The shelling also destroyed one of the factory’s office buildings. And the workers who stayed behind to maintain the factory are under duress. A factory spokesman who fled Ukraine after four months working under Russian occupation said he felt like a hostage. Cases of imprisonment, kidnapping and torture of Ukrainian employees have been reported. The head of the factory was arrested.
“When you’re working in a nuclear power plant and you’re stressed and you’re worried and you feel threatened,” Stahl asked Grossi, “doesn’t that bring up the possibility of human error? “
“Of course. Yes,” Grossi said. “And the shelling continues. And that’s why we tried, I lobbied, for the establishment of a protection zone. Basically, ‘don’t attack the factory’.”
He presented his protection zone proposal to President Zelensky in Kyiv and to President Putin, during a one-on-one meeting last month in St. Petersburg.
“Would you say that [Putin] knows what’s going on,” Stahl asked, “at this nuclear plant? »

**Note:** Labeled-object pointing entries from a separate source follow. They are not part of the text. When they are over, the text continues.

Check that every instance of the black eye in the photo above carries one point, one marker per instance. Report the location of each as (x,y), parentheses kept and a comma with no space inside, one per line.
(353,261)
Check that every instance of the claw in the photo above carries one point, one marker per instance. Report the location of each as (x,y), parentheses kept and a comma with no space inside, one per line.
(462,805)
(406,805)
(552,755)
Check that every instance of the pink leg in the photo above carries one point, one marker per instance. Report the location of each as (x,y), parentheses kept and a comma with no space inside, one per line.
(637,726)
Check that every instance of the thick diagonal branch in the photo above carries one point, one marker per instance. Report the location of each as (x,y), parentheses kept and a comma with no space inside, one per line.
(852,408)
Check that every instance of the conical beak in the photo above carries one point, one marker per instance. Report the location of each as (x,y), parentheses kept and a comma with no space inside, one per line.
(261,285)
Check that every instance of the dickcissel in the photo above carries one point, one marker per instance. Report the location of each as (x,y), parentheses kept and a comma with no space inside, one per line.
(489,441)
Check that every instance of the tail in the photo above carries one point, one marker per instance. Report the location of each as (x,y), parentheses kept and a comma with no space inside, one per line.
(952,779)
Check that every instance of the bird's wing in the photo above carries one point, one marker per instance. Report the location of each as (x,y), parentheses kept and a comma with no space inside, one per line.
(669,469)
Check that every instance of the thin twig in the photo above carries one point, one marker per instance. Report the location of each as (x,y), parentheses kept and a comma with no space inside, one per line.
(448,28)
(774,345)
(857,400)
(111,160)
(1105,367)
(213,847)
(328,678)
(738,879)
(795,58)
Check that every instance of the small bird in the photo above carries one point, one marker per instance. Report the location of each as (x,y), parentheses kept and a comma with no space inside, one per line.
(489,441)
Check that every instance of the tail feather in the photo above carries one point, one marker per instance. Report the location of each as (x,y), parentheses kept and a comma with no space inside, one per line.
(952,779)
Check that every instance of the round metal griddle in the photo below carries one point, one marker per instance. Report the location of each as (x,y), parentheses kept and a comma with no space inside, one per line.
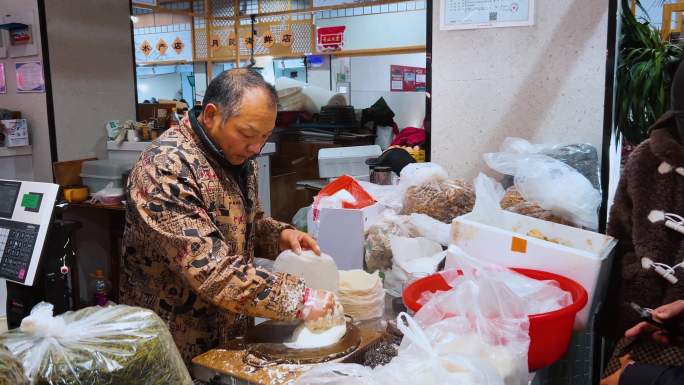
(266,342)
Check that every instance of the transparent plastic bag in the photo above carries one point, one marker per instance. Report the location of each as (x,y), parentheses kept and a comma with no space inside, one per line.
(480,288)
(431,228)
(377,242)
(582,157)
(442,200)
(426,357)
(299,220)
(551,184)
(485,313)
(11,371)
(97,346)
(514,202)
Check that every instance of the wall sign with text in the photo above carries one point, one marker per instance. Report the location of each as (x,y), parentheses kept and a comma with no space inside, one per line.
(468,14)
(330,38)
(163,47)
(407,79)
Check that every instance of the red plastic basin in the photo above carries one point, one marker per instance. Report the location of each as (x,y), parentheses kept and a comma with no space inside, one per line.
(550,332)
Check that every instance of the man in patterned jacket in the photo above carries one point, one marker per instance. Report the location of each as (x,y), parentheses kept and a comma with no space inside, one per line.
(193,224)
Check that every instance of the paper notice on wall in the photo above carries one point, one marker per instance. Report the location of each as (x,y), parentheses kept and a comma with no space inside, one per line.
(407,79)
(471,14)
(3,80)
(30,77)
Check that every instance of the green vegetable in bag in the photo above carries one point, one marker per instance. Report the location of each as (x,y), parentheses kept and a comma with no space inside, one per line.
(11,371)
(115,345)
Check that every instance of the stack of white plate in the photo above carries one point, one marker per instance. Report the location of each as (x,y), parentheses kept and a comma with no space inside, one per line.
(361,294)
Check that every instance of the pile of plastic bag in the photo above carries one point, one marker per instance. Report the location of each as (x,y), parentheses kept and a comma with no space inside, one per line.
(96,346)
(548,182)
(378,246)
(475,334)
(11,371)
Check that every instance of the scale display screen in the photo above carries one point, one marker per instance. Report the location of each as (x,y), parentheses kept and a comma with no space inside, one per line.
(9,191)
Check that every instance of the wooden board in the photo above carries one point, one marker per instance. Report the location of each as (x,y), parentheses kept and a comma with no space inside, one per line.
(266,341)
(230,362)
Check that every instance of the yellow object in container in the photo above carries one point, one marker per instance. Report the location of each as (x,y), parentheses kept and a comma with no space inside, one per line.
(75,194)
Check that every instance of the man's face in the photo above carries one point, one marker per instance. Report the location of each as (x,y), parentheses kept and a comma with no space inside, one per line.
(243,135)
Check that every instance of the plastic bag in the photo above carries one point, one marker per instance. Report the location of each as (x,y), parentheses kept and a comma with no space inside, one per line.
(299,219)
(581,157)
(411,258)
(378,252)
(442,200)
(97,346)
(431,228)
(109,195)
(426,357)
(11,371)
(482,288)
(551,184)
(416,174)
(514,202)
(317,271)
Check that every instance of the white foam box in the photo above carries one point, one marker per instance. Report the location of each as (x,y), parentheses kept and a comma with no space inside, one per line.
(341,232)
(16,131)
(581,255)
(333,162)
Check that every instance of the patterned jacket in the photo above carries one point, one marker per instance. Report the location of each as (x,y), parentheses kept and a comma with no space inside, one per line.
(191,234)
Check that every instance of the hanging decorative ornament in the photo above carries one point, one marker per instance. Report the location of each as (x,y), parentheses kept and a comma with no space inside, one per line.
(215,42)
(267,40)
(287,37)
(162,47)
(232,40)
(146,48)
(248,40)
(178,45)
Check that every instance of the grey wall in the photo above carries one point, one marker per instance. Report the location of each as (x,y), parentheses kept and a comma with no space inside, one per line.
(33,107)
(544,83)
(91,60)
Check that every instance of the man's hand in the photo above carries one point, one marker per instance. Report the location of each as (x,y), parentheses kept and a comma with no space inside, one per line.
(295,240)
(662,314)
(316,304)
(614,379)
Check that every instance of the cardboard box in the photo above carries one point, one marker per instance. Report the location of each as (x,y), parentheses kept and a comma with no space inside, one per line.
(583,256)
(341,232)
(16,132)
(334,162)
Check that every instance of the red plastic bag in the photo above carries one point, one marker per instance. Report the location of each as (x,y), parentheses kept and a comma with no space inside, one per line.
(345,182)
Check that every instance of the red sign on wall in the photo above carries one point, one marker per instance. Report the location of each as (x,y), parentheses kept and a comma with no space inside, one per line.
(330,38)
(407,79)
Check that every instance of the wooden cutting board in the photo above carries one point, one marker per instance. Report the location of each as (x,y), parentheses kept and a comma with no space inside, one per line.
(266,342)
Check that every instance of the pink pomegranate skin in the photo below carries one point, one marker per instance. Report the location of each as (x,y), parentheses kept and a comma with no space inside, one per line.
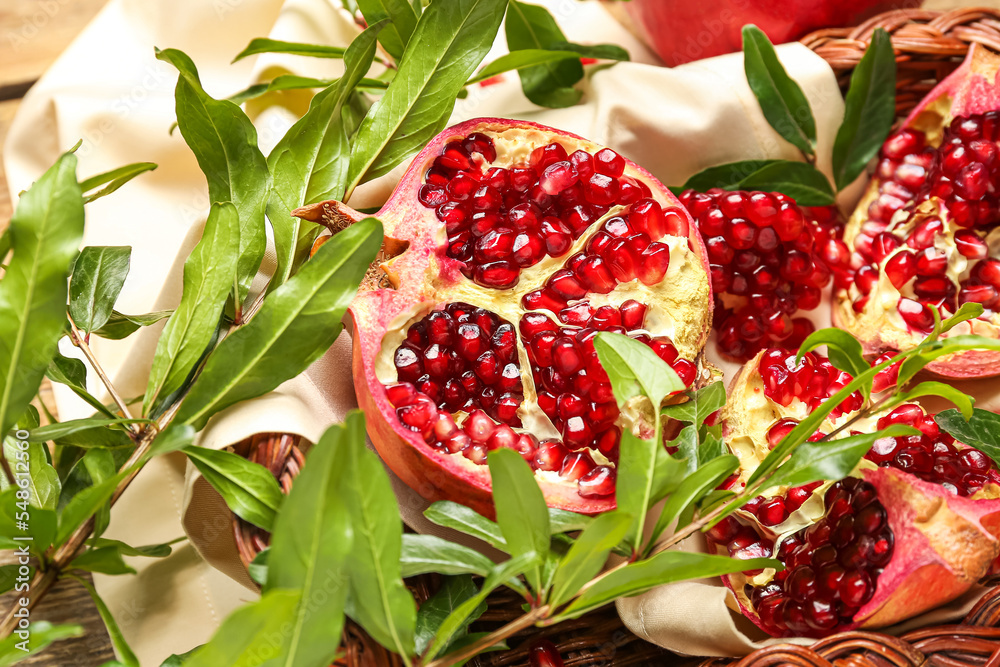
(422,274)
(681,31)
(970,90)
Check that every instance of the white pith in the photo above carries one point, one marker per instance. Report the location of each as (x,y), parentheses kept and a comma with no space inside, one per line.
(667,302)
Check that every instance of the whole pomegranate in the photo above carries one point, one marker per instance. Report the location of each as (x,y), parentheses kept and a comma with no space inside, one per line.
(924,236)
(913,527)
(769,258)
(680,32)
(514,244)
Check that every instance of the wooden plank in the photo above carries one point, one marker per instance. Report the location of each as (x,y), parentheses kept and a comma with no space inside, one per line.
(34,33)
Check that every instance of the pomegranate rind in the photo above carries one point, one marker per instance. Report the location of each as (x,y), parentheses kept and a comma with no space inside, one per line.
(944,543)
(424,277)
(942,548)
(971,89)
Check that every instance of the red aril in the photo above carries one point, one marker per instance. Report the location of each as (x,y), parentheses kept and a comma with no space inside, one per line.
(769,258)
(913,527)
(936,192)
(511,246)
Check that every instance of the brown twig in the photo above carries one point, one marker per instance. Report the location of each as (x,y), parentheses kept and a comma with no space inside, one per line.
(79,341)
(489,640)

Absolutely,” Grossi said. “He knows all the details, which surprised me.”
“In my conversation with him, I could see that he had a very detailed knowledge, not only of the layout of the installation, but also, and this is very important, of the electrical access, the external power source,” Grossi said. said. “It’s a facility that he knows – that he knows very well.”
“Is Mr. Putin trying to use this plant as a weapon? Stahl asked. “Somebody said to us the other day, ‘You know, it’s his dirty bomb, that plant.'”
“Yeah, but if you protect it, there’s no dirty bomb,” Grossi said.